This architecture chapter delves into the details of Zato servers from the platform's architectural perspective. How they work, how they scale and they can be accessed by developers and administrators.
The most important aspect of whether to add more servers or more clusters with their own servers is understanding the distinction between services that are network-bound vs. services that are CPU-bound.
Services are network-bound if they primarily wait for TCP networks. For instance, picture a sample REST or AMQP service that may take 100 ms to complete. Of that, 98 ms are spent waiting for a remote endpoint or server to respond while only 2 ms are actually spent on the actual processing of the data received. This means that the service spends 98% of its time not actively processing anything, it is bound to the network. Hence, the name, network-bound.

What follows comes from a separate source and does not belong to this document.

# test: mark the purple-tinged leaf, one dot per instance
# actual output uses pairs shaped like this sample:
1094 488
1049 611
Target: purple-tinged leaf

Services are CPU-bound if they are primarily blocked, waiting for CPUs to compute an expected result. For instance, imagine a service that requires 200 ms to obtain some data and then its AI algorithms require two minutes to complete. In this case, the service spends most of its time waiting for the CPU. Hence the name, CPU-bound. Another example may be parsing and processing of large files, e.g. multi-GB files may require CPU time to parse.

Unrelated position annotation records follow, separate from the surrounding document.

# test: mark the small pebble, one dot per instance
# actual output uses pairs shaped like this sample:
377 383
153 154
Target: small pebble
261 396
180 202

Because each Zato server in the same cluster executes the same set of services, network-bound ones should not be mixed with CPU-bound services. If they are mixed, if they are deployed to the same cluster, it may happen that CPU-bound services completely overtake CPUs, leaving no room for network-bound services. For instance, if many AI services require CPU time and a REST (TCP) request arrives, the CPUs may be completely busy with AI calculations, leaving very little or no processing time for network events.
It is perfectly fine and expected to have more than one cluster, depending on whether the workload is uniform, e.g. only network-bound or only CPU-bound as opposed to mixed workloads, containing services of both types. With mixed workloads, it is recommended to have more than one cluster.
An individual cluster can be scaled by adding more servers with a smaller numbers of CPUs for each server or by adding more CPUs to each server
Usually, it is more desirable to add more smaller servers than more CPUs per each server. The reason is that, in the true spirit of cloud computing, there are no limits as to how many servers can be added whereas, broadly, the limit of CPUs per each server is between 6 and 8, depending on a particular CPU make and model, and adding more CPUs above the limit does not significantly improve performance.
Servers with services using publish/subscribe are a special case in that they always require exactly 1 CPU per server. In this scenario, clusters are scaled by adding more servers, each with 1 CPU.